Nucleotides are continuously synthesized and degraded in tissues, especially in those with faster turnover (immune system, gastro-intestinal mucosa, skin, hemopoietic production, replication of lymphocytes and leukocytes). Nucleotides in the body can derive from 3 pathways:
- de novo synthesis: high demanding metabolic pathway that involve amino acids degradation
- endogenous recovery: in standard condition represent the main source of nucleotides, however endogenous recovery is limited by purine and pirimide availability
- diet: crucial for the aforementioned tissues and in conditions of high growth rate, stress and disease that heavily impairs nucleotides’ synthesis.
Nucleotides content in most of the feed is marginal (Tab. 1), therefore a supplement of nucleotides across critical stages with nucleotides’ rich products, such as weaning of piglets or juvenile stages of fish and shrimps.
Table 1 Nucleotides content in some raw materials (Mateo & Stein 2004; Tonini et al., 2010)

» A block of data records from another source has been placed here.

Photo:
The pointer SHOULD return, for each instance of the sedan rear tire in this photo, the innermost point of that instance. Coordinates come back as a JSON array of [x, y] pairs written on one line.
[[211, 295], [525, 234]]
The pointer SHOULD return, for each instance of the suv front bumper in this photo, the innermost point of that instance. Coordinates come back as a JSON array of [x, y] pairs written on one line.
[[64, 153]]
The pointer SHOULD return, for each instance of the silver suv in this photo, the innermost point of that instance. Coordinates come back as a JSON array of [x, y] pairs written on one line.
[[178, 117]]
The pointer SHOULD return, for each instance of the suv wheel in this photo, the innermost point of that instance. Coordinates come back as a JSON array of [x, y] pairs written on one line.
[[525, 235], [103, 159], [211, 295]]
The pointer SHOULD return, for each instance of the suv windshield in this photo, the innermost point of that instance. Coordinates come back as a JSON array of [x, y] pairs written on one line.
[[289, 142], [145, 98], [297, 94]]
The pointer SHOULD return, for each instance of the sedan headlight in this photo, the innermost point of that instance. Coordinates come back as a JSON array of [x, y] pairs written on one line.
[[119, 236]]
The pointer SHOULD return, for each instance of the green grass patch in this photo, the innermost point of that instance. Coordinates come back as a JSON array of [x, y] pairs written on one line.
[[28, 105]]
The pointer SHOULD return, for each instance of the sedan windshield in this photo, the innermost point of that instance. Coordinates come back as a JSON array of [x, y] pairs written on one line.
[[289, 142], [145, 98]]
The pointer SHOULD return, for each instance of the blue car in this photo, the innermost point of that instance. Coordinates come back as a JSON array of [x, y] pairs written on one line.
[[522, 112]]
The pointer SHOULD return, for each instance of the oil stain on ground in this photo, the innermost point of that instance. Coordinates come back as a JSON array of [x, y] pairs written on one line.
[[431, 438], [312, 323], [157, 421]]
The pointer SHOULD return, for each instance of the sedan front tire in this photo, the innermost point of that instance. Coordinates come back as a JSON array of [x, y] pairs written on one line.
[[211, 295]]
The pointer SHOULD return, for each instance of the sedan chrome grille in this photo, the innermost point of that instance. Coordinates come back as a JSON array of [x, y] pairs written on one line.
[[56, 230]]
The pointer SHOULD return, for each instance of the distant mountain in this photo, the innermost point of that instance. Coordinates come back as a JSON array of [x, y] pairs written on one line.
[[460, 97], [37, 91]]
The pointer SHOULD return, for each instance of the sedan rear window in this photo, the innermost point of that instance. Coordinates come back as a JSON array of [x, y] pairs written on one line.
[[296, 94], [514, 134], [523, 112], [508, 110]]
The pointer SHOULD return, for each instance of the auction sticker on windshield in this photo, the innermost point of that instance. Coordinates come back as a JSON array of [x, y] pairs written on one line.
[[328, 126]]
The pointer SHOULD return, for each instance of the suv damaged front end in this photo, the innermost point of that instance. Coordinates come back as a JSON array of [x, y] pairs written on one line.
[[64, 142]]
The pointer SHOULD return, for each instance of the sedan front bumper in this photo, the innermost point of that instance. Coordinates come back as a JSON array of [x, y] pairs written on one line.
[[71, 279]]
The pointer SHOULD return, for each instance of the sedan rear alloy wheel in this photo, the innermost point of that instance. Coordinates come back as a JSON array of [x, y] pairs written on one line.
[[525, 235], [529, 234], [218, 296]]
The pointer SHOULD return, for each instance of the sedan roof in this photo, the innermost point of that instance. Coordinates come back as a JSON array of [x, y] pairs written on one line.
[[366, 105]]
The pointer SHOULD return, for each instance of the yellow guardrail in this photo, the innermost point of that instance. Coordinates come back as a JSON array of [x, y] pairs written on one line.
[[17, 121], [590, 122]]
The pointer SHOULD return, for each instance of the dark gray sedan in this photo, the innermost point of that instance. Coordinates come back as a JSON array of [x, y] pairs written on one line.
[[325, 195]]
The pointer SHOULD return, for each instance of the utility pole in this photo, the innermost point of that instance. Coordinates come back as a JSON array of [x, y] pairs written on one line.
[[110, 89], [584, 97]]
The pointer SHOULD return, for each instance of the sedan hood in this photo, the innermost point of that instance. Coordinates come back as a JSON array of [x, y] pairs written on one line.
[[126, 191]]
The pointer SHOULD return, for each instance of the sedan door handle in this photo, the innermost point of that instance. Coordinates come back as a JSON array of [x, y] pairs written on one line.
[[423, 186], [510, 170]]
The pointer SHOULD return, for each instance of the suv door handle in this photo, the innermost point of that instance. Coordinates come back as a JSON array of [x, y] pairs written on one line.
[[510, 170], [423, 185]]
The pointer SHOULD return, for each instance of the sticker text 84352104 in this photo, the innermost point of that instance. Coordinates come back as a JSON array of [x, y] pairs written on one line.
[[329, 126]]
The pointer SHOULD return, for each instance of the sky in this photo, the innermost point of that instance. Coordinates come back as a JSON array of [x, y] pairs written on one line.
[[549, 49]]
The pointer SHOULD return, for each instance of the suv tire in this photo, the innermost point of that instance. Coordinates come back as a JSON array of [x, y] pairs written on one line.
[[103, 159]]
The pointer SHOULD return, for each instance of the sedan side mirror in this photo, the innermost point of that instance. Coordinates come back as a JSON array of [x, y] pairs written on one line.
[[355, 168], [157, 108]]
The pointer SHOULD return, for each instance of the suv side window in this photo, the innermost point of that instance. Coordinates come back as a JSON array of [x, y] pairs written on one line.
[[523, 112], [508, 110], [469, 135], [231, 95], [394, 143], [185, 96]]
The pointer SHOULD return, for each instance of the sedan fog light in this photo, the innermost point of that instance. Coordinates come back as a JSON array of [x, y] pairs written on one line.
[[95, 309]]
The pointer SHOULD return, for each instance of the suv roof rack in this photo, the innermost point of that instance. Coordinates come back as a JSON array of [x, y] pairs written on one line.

Sows’ milk nucleotide content progressively declines with lactation (Figure 1), thus limiting nucleotides provision in critical period. The addition of nucleotides in the diet of lactating sows improved milk nucleotides content (Vitagliano et al., 2014) and piglets’ growth rate (Hung et al., 2015). In weaned piglets’ nucleotides supplementation limited the morphological alteration consequent to the lower feed intake that occur at weaning (Domeneghini et al., 2004) and improve immune local immune defense at gut level in piglets reared in a challenging environment due to poor hygienic conditions (Waititu et al., 2017).

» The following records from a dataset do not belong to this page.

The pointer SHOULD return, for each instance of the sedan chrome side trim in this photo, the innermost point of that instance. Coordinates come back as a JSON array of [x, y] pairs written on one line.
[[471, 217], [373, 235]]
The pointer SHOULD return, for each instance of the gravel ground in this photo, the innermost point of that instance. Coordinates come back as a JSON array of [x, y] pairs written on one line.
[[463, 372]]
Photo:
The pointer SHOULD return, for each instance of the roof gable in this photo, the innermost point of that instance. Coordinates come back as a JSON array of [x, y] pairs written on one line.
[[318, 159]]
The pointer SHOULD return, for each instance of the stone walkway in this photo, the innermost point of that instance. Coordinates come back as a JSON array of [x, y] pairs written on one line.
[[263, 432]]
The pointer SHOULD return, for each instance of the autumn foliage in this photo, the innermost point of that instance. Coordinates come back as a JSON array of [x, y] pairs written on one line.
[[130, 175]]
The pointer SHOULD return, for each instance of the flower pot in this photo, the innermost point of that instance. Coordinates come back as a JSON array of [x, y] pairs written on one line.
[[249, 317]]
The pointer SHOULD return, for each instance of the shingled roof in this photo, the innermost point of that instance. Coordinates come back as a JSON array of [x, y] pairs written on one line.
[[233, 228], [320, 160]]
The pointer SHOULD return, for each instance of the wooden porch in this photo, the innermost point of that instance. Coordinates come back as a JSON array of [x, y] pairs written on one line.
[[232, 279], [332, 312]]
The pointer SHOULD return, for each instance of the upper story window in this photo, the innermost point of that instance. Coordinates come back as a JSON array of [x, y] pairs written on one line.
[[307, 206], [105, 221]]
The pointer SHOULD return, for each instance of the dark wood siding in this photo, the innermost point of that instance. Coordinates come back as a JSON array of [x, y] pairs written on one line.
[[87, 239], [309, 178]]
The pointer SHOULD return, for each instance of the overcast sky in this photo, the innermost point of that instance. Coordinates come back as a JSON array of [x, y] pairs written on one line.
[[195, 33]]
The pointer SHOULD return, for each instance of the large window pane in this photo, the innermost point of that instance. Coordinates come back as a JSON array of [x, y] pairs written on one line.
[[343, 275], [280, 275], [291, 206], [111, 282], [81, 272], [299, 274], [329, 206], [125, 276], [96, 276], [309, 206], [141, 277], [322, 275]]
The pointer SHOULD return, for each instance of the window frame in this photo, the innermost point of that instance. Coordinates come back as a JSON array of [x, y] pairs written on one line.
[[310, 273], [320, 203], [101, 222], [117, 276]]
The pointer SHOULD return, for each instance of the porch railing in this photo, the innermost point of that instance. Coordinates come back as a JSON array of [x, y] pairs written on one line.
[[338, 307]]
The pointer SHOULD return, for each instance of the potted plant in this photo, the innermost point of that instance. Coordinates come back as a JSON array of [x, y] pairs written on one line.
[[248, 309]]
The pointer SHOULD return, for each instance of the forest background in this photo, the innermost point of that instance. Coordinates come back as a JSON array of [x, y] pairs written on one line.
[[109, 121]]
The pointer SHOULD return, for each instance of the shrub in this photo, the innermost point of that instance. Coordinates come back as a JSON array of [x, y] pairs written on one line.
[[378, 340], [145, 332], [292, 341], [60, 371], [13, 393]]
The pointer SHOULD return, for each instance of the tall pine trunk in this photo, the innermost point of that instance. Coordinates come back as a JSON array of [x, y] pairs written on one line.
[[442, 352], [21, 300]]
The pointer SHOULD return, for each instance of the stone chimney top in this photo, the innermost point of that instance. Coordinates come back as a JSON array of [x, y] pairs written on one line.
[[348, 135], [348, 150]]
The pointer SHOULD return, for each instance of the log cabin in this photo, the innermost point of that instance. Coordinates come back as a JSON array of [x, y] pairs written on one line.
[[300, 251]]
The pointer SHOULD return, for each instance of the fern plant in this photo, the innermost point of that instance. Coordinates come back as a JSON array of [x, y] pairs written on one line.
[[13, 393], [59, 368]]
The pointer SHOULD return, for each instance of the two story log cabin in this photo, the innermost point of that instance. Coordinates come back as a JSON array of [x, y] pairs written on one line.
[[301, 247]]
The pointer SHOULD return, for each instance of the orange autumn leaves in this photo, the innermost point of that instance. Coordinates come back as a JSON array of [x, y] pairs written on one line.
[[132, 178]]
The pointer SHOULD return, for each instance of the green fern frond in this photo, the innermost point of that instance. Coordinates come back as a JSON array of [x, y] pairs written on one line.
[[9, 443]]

Nucleotide supplementation is also fundamental in aquaculture. As reviewed by Ringø (2012), nucleotides supplementation reduced mortality and improved immune function in tilapia, carps, trout, Atlantic salmons. Moreover, nucleotides supplementation improved immune response and survival rate of shrimps challenged with white spot syndrome virus (Andrino et al., 2012), Vibrio proteolyticus infections (Madalla et al., 2013) or due to a change in salinity (Hertrampf, 2003).
Feeding nucleotides to stressed animals can therefore improve their resistance, with a beneficial effect on growth performance and reducing disease prevalence.